乳幼児は大人に比べて気道が非常に狭く、胸郭(肋骨まわり)の軟骨が柔らかいため、呼吸困難に陥ると外見上に大きな変化が現れます。本記事では、小児医療の臨床知見に基づき、陥没呼吸が起きる原因疾患や見分け方、深夜であってもためらわずに救急車を呼ぶべき緊急基準までを体系的に解説します。
📌 【この記事の重要ポイントまとめ】
- 要点1:陥没呼吸は喉元・鎖骨・肋骨の間・みぞおちが息を吸うたびに凹む状態で、気道閉塞や換気不全を示す危険なサイン。
- 要点2:主な原因はRSウイルスによる細気管支炎、クループ症候群、喘息発作などであり、生後数ヶ月の乳児ほど急変リスクが高い。
- 要点3:顔色不良・チアノーゼ、ぐったりして視線が合わない、息を吸うときの異音がある場合は躊躇なく119番通報(救急車要請)を行う。
【メカニズム解説】子供の胸や鎖骨がペコペコ凹む「陥没呼吸」はなぜ起きるのか?
小児、特に乳幼児の呼吸器系は成人と大きく構造が異なります。気道の直径は成人の数分の一しかなく、わずかな分泌物(痰や鼻水)や粘膜の浮腫(腫れ)が生じるだけで、空気の通り道が極端に狭まります。さらに、乳幼児の胸郭は骨化が未熟で非常に柔軟なため、胸郭内の陰圧が強くなると外側の皮膚や筋肉が内側へ容易に引き込まれてしまいます。
通常の呼吸では、横隔膜と外肋間筋の自然な運動によってスムーズに空気が出入りします。しかし、何らかの疾患で気道抵抗が高まると、体は酸素を取り込もうとして頸部の筋肉(胸鎖乳突筋など)や腹筋群を無理に使って呼吸しようとします(努力呼吸)。この結果、胸や鎖骨の上、みぞおち、肋骨と肋骨の間が息を吸う瞬間にペコペコと深く凹む「陥没呼吸」が発生します。

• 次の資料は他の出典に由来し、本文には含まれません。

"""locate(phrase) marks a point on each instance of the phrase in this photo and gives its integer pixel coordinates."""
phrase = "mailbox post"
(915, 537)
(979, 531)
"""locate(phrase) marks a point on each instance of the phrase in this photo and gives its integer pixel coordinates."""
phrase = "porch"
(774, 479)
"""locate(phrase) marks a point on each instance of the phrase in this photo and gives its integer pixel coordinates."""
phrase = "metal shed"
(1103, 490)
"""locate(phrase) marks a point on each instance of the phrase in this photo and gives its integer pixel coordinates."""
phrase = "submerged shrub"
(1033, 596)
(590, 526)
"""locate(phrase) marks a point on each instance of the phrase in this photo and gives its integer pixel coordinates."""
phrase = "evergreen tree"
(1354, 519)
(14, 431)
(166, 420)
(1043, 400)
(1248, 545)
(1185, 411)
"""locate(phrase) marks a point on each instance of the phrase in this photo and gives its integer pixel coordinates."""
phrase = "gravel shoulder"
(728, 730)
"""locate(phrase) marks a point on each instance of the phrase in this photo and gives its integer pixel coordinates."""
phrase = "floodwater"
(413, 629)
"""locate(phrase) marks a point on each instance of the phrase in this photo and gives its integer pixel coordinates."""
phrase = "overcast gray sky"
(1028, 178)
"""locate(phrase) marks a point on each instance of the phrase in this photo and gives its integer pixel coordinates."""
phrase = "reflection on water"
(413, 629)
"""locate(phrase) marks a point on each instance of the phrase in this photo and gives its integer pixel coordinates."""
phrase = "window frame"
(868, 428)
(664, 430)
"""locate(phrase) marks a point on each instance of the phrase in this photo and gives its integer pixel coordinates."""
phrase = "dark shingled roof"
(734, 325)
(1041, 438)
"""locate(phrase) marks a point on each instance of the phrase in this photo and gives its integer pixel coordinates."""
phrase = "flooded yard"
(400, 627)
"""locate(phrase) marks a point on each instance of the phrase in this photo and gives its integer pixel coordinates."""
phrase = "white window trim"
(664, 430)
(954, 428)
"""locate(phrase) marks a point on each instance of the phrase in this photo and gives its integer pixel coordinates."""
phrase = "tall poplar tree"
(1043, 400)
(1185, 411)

小児の呼吸困難を見分ける際は、服をまくって上半身全体の動きを直接観察することが不可欠です。服の上からでは胸郭の微細な凹凸を見落としやすく、発見が遅れるリスクがあるためです。

【救急と受診の基準】深夜でも救急車を呼ぶ目安と病院へ行くタイミング
陥没呼吸が確認された場合、重症度によって取るべきアクションが明確に分かれます。小児科救急の現場では、呼吸状態、全身状態(意識・活気)、皮膚の循環状態(顔色・爪の色)を総合して緊急度をトリアージします。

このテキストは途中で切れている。